L'histoire du réseau soviétique et des liaisons Est-Ouest.

Quand on racconte l'histoire de l'internet, on déroule généralement la liste des dates clés occidentales. Comme nous l'avons vu au début de ce chapitre, l'Union Soviétique avait déployé aussi des réseaux informatiques durant toute la guerre froide , réseaux officiels mais aussi officieux.

Même si ces réseaux ne seront pas à l'origine du web mondialisé – et certains perdurent toujours en Russie - , il est intéressant de les citer pour mémoire , en particulier le réseau Relcom/Demos apparu à la fin des années 80 à l'Institut Kurchatov de l'énergie atomique de l'Académie russe des Sciences.

Ce réseau était paradoxalement commercial et facturé au byte aux clients finaux à la fois en upload et en download. Certains prétendent 3que grâce à ce réseau le coup de force contre Gorbatchev en 1991 put être déjoué à temps car, même si les communications officielles étaient contrôlées, Relcom/Demos ne l'était pas et permit donc la mise en place d'une véritable chaîne de désobéissance..

.L'Union Soviétique de l'époque possédait d'ailleurs deux autres réseaux non contrôlés par le pouvoir , réseaux qui communiquaient avec l'étranger : Glasnet et Sovam.

A la fin de l'année 1990 , avant la chute de l'Union Soviétique , au moment où le CERN lançait le World Wide Web, un petit Mac caché dans un bureau du « fonds international pour la survie et le développement de l'humanité » dans le centre de Moscou se connecta pour la premiére fois avec le réseau de l'Association pour les Communications Progressistes (APC) qui avait son siège au Etats-Unis.

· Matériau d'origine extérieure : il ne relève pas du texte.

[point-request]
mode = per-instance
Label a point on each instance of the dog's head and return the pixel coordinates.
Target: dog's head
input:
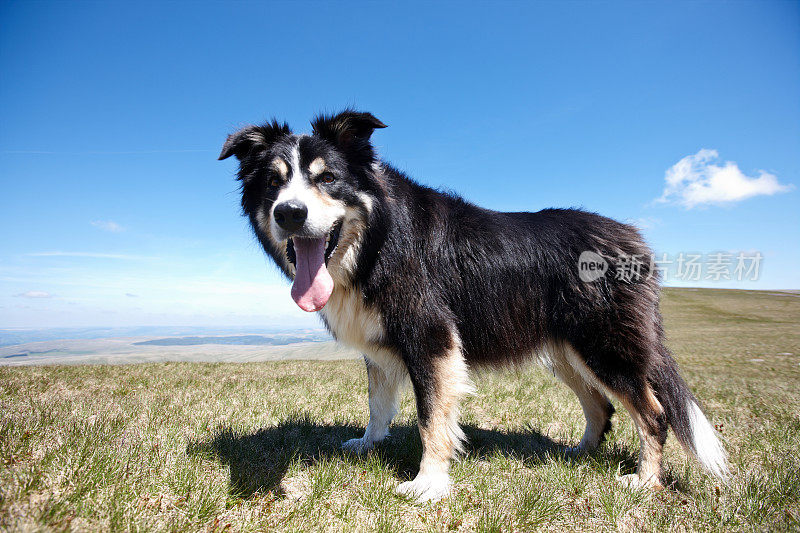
(309, 197)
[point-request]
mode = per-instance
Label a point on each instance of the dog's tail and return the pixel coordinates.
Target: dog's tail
(691, 427)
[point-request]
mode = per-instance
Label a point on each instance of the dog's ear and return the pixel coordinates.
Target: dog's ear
(347, 129)
(253, 138)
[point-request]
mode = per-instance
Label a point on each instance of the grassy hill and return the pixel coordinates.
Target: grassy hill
(255, 446)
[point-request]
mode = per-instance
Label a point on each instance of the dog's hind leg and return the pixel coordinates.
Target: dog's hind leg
(384, 400)
(637, 395)
(596, 407)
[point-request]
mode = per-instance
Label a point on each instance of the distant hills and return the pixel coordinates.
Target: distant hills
(238, 340)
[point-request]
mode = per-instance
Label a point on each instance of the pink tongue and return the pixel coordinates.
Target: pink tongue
(312, 284)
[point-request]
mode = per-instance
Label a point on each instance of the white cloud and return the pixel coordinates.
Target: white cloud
(34, 294)
(697, 180)
(108, 225)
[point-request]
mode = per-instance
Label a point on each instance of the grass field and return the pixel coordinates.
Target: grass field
(255, 446)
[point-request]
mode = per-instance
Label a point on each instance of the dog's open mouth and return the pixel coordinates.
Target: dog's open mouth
(313, 284)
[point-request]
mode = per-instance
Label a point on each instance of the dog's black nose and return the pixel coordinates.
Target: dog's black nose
(290, 215)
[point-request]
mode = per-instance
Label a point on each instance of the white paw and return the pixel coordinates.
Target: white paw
(426, 487)
(575, 451)
(633, 481)
(361, 445)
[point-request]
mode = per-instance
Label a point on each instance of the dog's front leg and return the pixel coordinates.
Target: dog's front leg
(384, 399)
(439, 383)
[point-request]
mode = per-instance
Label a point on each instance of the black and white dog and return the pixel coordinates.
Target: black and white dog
(427, 285)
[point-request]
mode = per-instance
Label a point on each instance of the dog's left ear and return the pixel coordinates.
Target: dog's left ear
(346, 129)
(252, 138)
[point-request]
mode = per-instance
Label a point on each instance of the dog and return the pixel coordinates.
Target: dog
(428, 285)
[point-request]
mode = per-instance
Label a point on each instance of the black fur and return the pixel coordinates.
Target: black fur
(432, 263)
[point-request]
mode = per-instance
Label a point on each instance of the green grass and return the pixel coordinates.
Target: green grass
(229, 447)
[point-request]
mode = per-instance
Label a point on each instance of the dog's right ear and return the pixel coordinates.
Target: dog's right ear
(252, 139)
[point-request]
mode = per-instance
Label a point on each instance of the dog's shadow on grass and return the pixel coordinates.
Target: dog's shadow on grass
(259, 461)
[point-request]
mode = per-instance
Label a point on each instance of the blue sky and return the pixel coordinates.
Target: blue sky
(116, 212)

Quelques temps après, fut lancé l'Institut pour les Communications Globales (IGC) situé en Californie ; il jetta les bases de Glasnet , un réseau qui permettra un échange d'information rapide, peu cher et commode entre des organisations non gouvernementales de l'est et de l'ouest.

D'autres réseaux, universitaires ceux là, avaient précédé Glasnet dès le début des années 80 (82-83).

En effet , l'institut des problémes des systémes automatisés de Moscou (VNIPAS) était dans les années 80 l'institut le plus ouvert du bloc soviétique avec près de 11 connections internationales. On citera en particulier la liaison SFMT (San Fransisco Moscow Teleport). D'autres instituts soviétiques étaient connectés à l'ouest comme l’Institut pour la Recherche Spatiale (IKI) qui possédait une liaison directe avec l'Agence Spatiale Européenne en France, ce qui lui permettait d'accéder en fait au réseau de la NASA américaine.
Mais la communication n'était pas libre . Les scientifiques russes de l'IKI remettaient les informations à transmettre sur des bandes magnétiques qu'un personnel spécialisé allait effectivement transmettre, non sans être entré dans une salle spéciale où l'accès était règlémenté.

Le développement du réseau fut largement initié par des privés et des universitaires généralement issus de l'institut Kurchatov de l'Energie Atomique (KIAE) et de l'université d'Etat de Moscou.

Notons aussi l'initiative d'un jeune anarchiste américain qui créa dans les années 80 FIDONET qui resta confidentiel à l'ouest mais pénétra de manière sensible le web russe jusque dans les années 96-98, représentant un autre réseau 'privé' à but non commercial accessible dans l'URSS post- soviétique du début des années 90.